東京三五会への参加は、私自身はかなり遅いほうで40歳近くなってからでしたから、AAさんに同会で再会したとき、彼は早稲田大学の法科を出たあと、友人と設立したビル管理会社の社長業をすでに立派に務めていました。 横浜にあったその会社を訪ねたときなど、地元の新聞記者が来て話し込んでいるので、何かと思ったら、仕事の話より、天下国家の憂慮すべきもろもろのことを熱弁するAAさんの議論に、記者が感じ入っているのでした。

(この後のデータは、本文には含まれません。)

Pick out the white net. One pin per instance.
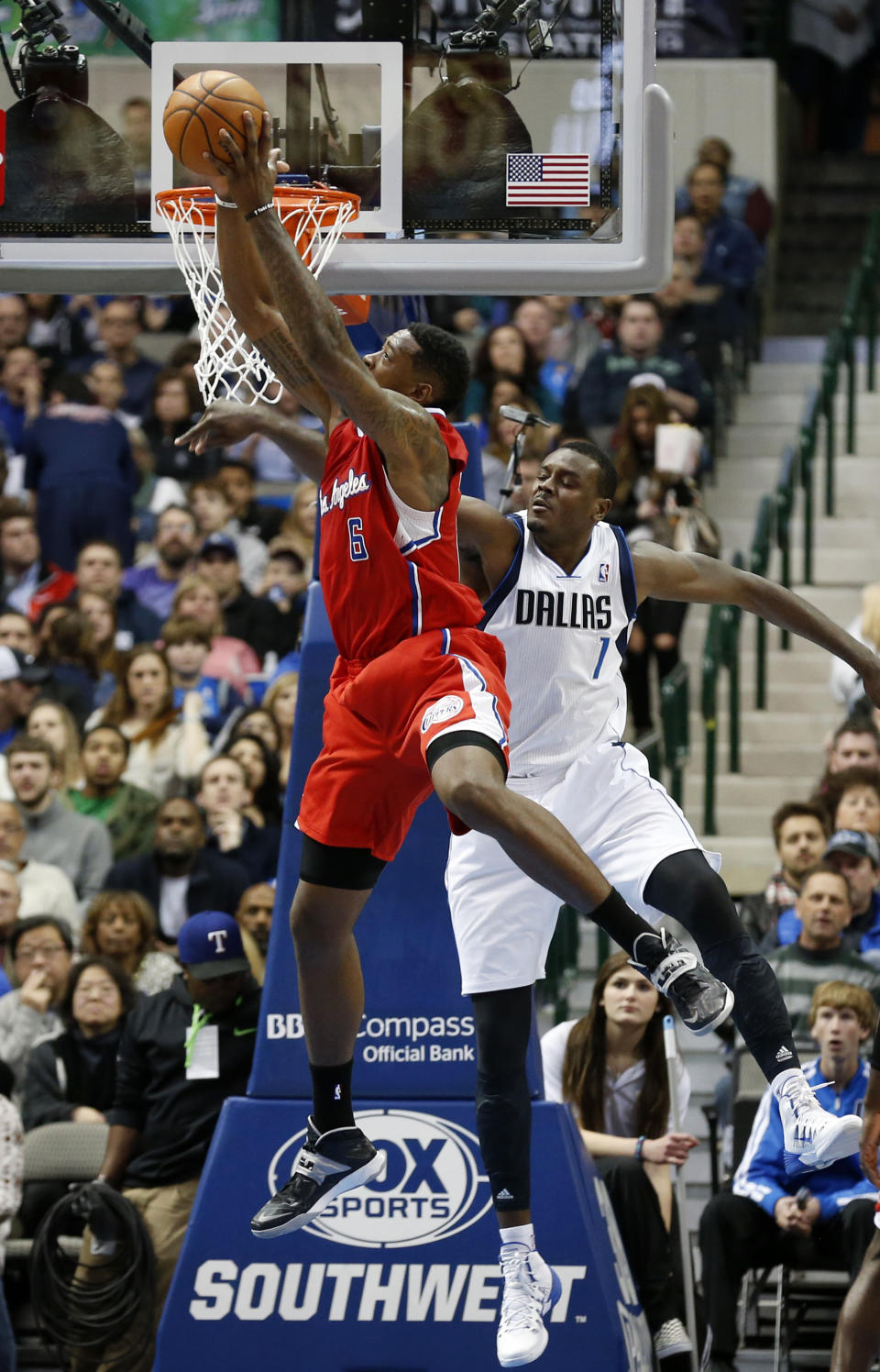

その記者は取材よりも勉強になるからと、しばしばAAさんの元を訪れていたようです。
私も当時、小さな出版社の経営で苦労しており、会社経営の先輩としてAAさんのアドバイスを受けただけでなく、リスク回避のために子会社を作ったときは、出資者の一人にもなっていただきました。 その相談をしたときだったか、彼が当時としてはまだ珍しい携帯電話を使いこなしていたのに驚いた記憶があります。まだ図体の大きい重たい電話でしたが、おれにも使わせてよと言って、飲み屋から自分の会社に電話をして、今、何を使って話していると思う? と自慢したことも覚えています。

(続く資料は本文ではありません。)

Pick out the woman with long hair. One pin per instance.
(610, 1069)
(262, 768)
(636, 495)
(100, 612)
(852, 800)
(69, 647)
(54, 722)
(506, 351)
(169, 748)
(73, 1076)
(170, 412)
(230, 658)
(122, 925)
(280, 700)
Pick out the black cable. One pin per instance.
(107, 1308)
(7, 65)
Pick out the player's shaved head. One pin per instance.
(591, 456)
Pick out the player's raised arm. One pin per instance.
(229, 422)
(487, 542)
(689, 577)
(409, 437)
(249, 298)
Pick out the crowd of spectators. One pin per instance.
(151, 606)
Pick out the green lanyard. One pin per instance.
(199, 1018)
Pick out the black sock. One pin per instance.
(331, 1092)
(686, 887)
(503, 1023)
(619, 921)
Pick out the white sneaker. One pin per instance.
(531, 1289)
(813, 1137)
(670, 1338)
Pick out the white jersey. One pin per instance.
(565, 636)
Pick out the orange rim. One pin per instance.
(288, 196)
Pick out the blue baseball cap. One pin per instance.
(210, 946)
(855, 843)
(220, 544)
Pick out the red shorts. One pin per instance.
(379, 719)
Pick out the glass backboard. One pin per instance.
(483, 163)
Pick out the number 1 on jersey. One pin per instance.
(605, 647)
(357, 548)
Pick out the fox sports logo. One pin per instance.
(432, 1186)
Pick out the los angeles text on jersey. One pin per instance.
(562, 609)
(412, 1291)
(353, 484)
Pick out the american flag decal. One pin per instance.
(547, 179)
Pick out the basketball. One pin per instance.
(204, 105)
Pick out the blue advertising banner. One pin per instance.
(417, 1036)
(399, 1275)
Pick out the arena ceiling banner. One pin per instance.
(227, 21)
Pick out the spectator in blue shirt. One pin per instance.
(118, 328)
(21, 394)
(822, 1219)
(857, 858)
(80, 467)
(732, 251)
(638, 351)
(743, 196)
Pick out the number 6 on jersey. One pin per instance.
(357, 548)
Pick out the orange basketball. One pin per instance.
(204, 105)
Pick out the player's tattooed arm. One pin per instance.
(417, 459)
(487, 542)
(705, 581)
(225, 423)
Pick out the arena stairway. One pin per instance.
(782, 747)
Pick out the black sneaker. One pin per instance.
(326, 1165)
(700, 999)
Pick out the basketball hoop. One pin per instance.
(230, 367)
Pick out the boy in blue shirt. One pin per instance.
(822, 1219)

こうして新しいものはどんどん取り入れる、そして仕事でも新たな可能性にチャレンジした一例が、ビル外壁や墓石などの長年にわたって取れなくなった汚れを消す薬液の開発でした。 苦労の末、完成したその二つの薬液を、私の田舎の墓石でも試させてもらいたいとお願いして、田舎に帰る前日、東京・世田谷の砧緑地で待ち合わせをし、荷物の受け渡しをしてもらいました。 夕闇迫る緑地でのブツの受け渡しは、何やらミステリードラマの一場面みたいだなーと、二人で笑いあったものです。 汚れ落としの効果は抜群でした。まだこの思い出の薬液は、田舎にすこし残っていると思います。